Speakers will also include noted oceanographer Dr. Sylvia Earle; award-winning nature photographer Dewitt Jones who traveled the globe for National Geographic; MacArthur-winning environmental activist Majora Carter of the Bronx, New York; and Juan Martinez of Los Angeles, with the nonprofit Children & Nature Network and named by National Geographic as one of its Emerging Explorers.

FOMTM was among more than 100 nonprofit Refuge System Friends organizations at the conference. FOMTM formed in the Spring of 2008 to express the voice of the local community and consists of a cross-section of indigenous and resident people of the Commonwealth of the Northern Mariana Islands who are dedicated to the conservation, preservation and protection of flora, fauna and geological features of the oceans; and the proper management of the Marianas Trench Marine National Monument. The organization was a recipient of a 2009 EPA Environmental Award for their community outreach work supporting marine protected areas.

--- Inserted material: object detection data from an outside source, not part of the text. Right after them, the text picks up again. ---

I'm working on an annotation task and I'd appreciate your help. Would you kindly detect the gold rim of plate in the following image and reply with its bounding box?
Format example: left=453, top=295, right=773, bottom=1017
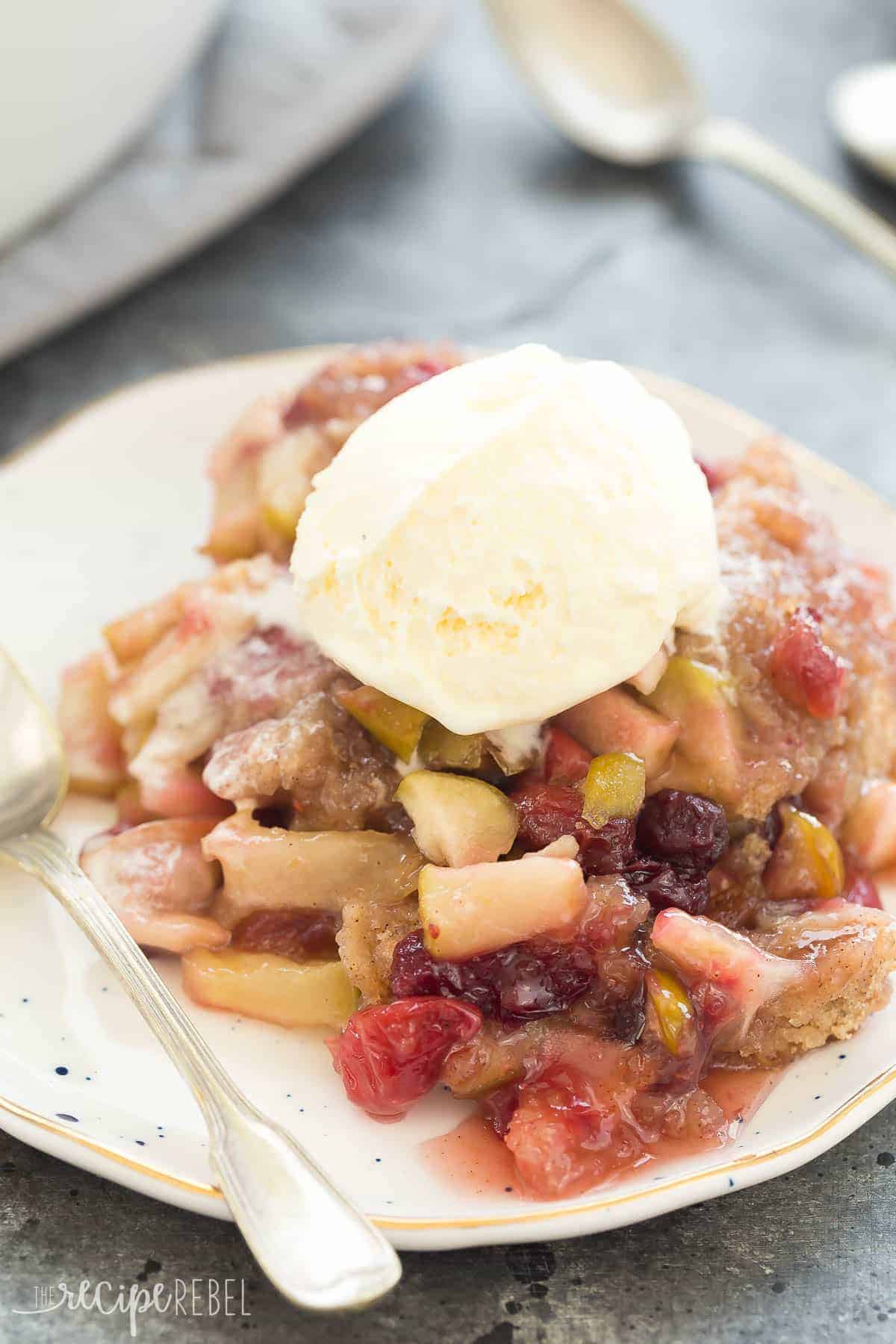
left=0, top=344, right=896, bottom=1231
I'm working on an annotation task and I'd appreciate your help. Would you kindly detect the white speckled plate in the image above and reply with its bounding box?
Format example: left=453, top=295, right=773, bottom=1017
left=0, top=349, right=896, bottom=1250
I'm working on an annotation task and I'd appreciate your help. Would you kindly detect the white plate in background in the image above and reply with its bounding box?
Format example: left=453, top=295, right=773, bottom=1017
left=0, top=0, right=449, bottom=360
left=0, top=349, right=896, bottom=1250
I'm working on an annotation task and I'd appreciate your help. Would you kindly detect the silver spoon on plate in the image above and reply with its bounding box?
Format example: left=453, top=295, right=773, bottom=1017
left=0, top=649, right=402, bottom=1312
left=486, top=0, right=896, bottom=279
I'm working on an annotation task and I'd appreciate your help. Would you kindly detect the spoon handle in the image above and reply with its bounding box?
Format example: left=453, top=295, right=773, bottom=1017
left=0, top=828, right=402, bottom=1310
left=685, top=118, right=896, bottom=279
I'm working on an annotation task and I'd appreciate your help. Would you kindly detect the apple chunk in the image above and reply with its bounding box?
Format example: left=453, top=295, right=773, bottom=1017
left=59, top=653, right=125, bottom=796
left=336, top=685, right=427, bottom=765
left=646, top=655, right=741, bottom=806
left=419, top=855, right=588, bottom=961
left=650, top=910, right=807, bottom=1040
left=555, top=687, right=679, bottom=780
left=395, top=770, right=518, bottom=868
left=762, top=803, right=845, bottom=900
left=181, top=949, right=358, bottom=1027
left=203, top=812, right=423, bottom=929
left=842, top=780, right=896, bottom=872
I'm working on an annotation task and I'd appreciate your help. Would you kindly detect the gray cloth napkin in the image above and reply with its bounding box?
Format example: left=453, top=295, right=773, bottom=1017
left=0, top=0, right=447, bottom=360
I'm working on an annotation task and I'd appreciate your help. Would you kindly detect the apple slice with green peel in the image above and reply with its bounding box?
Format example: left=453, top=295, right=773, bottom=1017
left=337, top=685, right=429, bottom=763
left=762, top=803, right=845, bottom=900
left=555, top=687, right=679, bottom=780
left=645, top=655, right=741, bottom=805
left=203, top=812, right=423, bottom=929
left=441, top=1021, right=544, bottom=1101
left=582, top=751, right=646, bottom=830
left=395, top=770, right=518, bottom=868
left=644, top=968, right=697, bottom=1055
left=181, top=948, right=358, bottom=1027
left=650, top=909, right=810, bottom=1043
left=841, top=780, right=896, bottom=872
left=418, top=719, right=485, bottom=770
left=418, top=855, right=588, bottom=961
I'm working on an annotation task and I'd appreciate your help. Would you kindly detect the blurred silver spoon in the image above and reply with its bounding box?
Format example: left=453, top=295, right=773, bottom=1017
left=827, top=60, right=896, bottom=189
left=0, top=649, right=402, bottom=1312
left=486, top=0, right=896, bottom=277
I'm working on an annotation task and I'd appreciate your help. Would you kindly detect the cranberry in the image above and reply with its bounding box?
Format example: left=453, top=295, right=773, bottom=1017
left=612, top=978, right=647, bottom=1045
left=329, top=998, right=482, bottom=1119
left=479, top=1083, right=520, bottom=1139
left=694, top=457, right=726, bottom=494
left=844, top=868, right=884, bottom=910
left=638, top=789, right=728, bottom=872
left=511, top=780, right=634, bottom=875
left=391, top=931, right=597, bottom=1023
left=625, top=859, right=709, bottom=915
left=544, top=723, right=591, bottom=783
left=230, top=910, right=338, bottom=961
left=759, top=800, right=785, bottom=850
left=771, top=606, right=849, bottom=719
left=511, top=783, right=585, bottom=850
left=576, top=817, right=635, bottom=877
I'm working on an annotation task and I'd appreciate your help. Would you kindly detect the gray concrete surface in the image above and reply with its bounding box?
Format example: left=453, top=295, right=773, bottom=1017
left=0, top=0, right=896, bottom=1344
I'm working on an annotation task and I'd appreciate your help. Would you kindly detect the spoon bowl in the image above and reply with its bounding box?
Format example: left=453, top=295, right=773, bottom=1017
left=486, top=0, right=896, bottom=279
left=489, top=0, right=703, bottom=165
left=827, top=60, right=896, bottom=183
left=0, top=649, right=402, bottom=1312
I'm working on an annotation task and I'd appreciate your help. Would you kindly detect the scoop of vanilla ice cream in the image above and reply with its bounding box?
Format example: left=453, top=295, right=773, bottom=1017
left=293, top=346, right=719, bottom=732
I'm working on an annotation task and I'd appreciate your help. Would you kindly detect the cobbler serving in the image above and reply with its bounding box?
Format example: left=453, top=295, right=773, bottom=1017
left=60, top=343, right=896, bottom=1198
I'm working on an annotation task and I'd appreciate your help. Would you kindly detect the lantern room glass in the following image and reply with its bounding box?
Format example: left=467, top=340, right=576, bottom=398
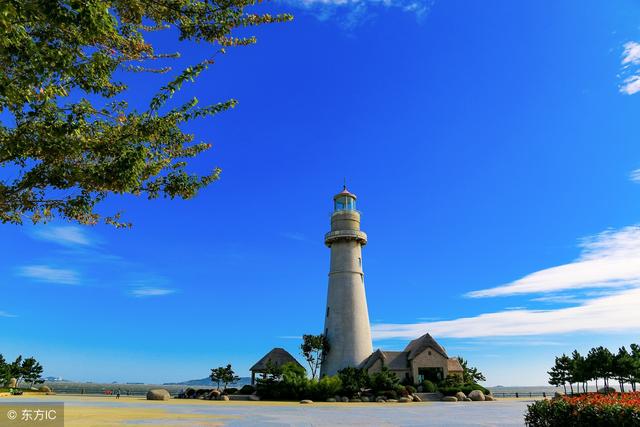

Currently, FOMTM follows and reports on progress of the steps outlined in the 2008 declaration.

The Refuge System, managed by the U.S. Fish and Wildlife Service, is the nation’s largest network of federal lands and waters dedicated to the protection of wildlife and the habitat on which it depends. The Refuge System is composed of 553 national wildlife refuges spanning about 150 million acres. More than 44 million people visit wildlife refuges each year.

The new vision will help the Refuge System implement the best wildlife conservation practices guided by the latest science. The Refuge System’s new vision recognizes the rapid social and environmental changes that have taken place over the last decade or so.

One idea slated for discussion: to establish an interagency team to improve habitat conservation and the conservation literacy of America, especially among the young.

FOMTM is attending the NWR conference to network with like-minded professionals and volunteers in order to bring whatever resources it can back to the local community. Any particular programs that may be launched as a consequence of participation will be announced at http://marianamonument.blogspot.com/, where you can also follow all other activities that FOMTM is involved on behalf of the community.

The Conserving the Future conference will also showcase a modern face of the federal government: Many conference proceedings will be live-streamed. Texting, mobile communications and social networking will all play essential communications roles.

The Refuge System will offset carbon emissions tied to conference travel with contributions to The Conservation Fund’s Go Zero program.